|System: DS||Review Rating Legend|
|Dev: THQ||1.0 - 1.9 = Avoid||4.0 - 4.4 = Great|
|Pub: THQ||2.0 - 2.4 = Poor||4.5 - 4.9 = Must Buy|
|Release: Oct. 29, 2007||2.5 - 2.9 = Average||5.0 = The Best|
|Players: 1-2||3.0 - 3.4 = Fair|
|ESRB Rating: Everyone||3.5 - 3.9 = Good|
In the sound department, there is the tried and true problem of the repeating song. One song repeats throughout the entire game; it even resets to the beginning of the song when you get to a new portion of a level. I am guessing it is the theme from the show, but man does it get old. Aside from that, they use text for all the interactions between El Tigre and the other characters. It would have been nice if they provided the voices from the show to accompany the text, although before you start the adventure they use voice and you can barely hear it even with the volume all the way up. It is a no brainer when making a game for kids about a show they love to use the voices. This is not the mid nineties; it is not hard to implement.

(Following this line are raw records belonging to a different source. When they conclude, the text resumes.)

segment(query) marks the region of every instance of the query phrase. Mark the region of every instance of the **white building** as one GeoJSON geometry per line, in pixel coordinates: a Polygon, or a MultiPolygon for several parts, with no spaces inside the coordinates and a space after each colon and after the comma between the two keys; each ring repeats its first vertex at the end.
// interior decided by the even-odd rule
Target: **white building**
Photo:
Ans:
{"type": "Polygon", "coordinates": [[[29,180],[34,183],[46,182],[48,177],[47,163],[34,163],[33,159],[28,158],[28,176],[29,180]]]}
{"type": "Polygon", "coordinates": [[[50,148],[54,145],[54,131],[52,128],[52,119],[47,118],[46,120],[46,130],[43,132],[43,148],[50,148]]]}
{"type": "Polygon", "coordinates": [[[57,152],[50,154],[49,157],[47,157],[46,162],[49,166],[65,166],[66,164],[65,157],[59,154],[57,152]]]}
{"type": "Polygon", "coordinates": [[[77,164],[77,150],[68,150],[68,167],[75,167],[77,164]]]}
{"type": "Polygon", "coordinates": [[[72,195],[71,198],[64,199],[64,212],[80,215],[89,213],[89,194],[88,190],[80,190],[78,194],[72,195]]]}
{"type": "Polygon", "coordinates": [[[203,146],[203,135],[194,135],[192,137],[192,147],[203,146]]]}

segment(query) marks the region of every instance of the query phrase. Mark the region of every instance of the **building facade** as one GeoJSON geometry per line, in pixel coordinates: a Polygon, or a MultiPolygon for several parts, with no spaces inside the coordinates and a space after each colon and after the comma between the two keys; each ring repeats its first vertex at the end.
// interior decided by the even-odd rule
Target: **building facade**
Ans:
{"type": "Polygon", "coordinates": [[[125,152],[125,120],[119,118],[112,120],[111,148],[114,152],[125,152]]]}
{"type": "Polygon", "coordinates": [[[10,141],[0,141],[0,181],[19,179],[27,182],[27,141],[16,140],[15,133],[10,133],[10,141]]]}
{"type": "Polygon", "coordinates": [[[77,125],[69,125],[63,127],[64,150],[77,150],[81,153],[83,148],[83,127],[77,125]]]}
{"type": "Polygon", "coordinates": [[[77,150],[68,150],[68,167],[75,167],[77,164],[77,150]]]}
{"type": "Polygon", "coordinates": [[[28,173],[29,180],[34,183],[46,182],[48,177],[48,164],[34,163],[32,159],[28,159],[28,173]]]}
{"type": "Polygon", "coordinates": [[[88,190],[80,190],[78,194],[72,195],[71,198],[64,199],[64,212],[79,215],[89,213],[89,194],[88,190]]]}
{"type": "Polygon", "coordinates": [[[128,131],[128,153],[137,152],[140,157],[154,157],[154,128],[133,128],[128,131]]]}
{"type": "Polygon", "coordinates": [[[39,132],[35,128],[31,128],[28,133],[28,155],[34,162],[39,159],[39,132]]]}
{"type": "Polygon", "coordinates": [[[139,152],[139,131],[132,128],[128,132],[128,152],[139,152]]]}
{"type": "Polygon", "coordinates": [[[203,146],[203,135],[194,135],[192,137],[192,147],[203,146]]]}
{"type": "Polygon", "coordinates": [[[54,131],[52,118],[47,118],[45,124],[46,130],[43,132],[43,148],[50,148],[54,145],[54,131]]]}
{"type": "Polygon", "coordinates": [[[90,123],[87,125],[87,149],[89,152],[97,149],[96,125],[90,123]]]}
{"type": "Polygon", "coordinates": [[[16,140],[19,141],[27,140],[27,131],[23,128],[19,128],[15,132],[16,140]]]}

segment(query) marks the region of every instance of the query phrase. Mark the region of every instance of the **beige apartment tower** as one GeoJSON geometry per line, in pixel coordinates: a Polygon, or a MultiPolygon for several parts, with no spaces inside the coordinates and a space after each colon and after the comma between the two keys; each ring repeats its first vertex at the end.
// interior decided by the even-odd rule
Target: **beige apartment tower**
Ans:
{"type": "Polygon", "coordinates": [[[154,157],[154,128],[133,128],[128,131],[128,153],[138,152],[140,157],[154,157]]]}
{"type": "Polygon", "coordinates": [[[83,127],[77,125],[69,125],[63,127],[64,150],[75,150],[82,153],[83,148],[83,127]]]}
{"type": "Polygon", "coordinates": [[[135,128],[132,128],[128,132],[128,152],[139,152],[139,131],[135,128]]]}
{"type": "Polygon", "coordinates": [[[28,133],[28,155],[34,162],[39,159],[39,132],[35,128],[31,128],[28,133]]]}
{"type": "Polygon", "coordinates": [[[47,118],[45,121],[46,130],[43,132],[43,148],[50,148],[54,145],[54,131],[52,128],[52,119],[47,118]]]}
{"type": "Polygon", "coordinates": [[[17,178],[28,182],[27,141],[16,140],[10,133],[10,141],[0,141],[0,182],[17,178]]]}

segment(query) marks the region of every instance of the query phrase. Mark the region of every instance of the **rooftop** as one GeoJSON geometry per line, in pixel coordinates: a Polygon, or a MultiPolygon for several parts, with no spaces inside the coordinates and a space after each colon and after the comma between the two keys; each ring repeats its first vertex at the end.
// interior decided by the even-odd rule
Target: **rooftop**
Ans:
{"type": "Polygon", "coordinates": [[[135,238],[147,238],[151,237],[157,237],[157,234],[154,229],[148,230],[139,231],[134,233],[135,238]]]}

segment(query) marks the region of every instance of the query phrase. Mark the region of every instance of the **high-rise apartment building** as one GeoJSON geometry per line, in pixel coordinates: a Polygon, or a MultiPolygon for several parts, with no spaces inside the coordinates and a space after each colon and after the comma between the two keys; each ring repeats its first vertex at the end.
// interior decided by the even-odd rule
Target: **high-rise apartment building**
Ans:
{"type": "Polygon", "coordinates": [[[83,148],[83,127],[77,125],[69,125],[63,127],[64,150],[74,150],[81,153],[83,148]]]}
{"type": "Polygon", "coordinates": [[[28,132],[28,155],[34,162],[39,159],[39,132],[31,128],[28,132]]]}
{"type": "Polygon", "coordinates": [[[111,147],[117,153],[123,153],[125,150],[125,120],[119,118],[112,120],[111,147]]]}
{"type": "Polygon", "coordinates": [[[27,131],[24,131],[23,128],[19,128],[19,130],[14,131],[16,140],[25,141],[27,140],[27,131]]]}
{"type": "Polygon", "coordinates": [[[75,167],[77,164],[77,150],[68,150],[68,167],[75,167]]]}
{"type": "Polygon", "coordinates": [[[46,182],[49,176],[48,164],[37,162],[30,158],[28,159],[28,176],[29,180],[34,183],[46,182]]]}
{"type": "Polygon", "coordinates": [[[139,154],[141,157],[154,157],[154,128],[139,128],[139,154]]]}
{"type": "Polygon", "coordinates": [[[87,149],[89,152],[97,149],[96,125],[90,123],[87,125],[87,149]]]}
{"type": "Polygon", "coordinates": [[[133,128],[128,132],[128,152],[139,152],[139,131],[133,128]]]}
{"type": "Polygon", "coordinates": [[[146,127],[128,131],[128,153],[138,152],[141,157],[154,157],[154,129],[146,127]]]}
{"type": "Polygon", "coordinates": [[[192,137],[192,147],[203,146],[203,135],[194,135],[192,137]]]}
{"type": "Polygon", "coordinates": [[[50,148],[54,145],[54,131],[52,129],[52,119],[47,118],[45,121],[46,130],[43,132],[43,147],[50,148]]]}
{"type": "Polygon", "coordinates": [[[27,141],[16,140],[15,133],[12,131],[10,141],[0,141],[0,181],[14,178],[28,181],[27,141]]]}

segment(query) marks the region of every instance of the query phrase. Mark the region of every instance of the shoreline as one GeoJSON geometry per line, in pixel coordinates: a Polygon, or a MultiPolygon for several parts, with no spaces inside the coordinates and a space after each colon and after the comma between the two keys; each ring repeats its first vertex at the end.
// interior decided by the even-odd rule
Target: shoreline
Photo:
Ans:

Even with all my other gripes about this game, the control might have annoyed me the most. This can be attributed to the fact that even though there is not much jumping to do, wherever you do need to the controls lay an egg. During a double jump your character floats, almost hovers, in the air for far too long, and a tiny press of the forward direction will send El Tigre way over the desired platform. It can be absolutely ridiculous at times. In addition to the jumping conundrum, the stylus is rarely used, only being implemented for the Super Moves, but it feels unresponsive and will not execute attacks to the left at times. Also one move requires you to draw a straight line; another asks for a diagonal line. When you have them both, it will confuse your diagonal line for the straight line. Although the straight line move is better, it is the principle of the thing. Aside from these issues, the a button works when you need to punch something.
Kids beware THQ has made a crumby product in hopes of gaining a quick buck. If you do not pony up the cash, hopefully they will deliver a more suitable incarnation of El Tigre in the future. As for this title, even with two endings, each swaying on your internal battle between good and evil, and a left over multiplayer mode there is just not enough to warrant a play through. El Tigre will rightfully take its place on the rapidly expanding shelf of massively produced and quality challenged Nintendo DS games.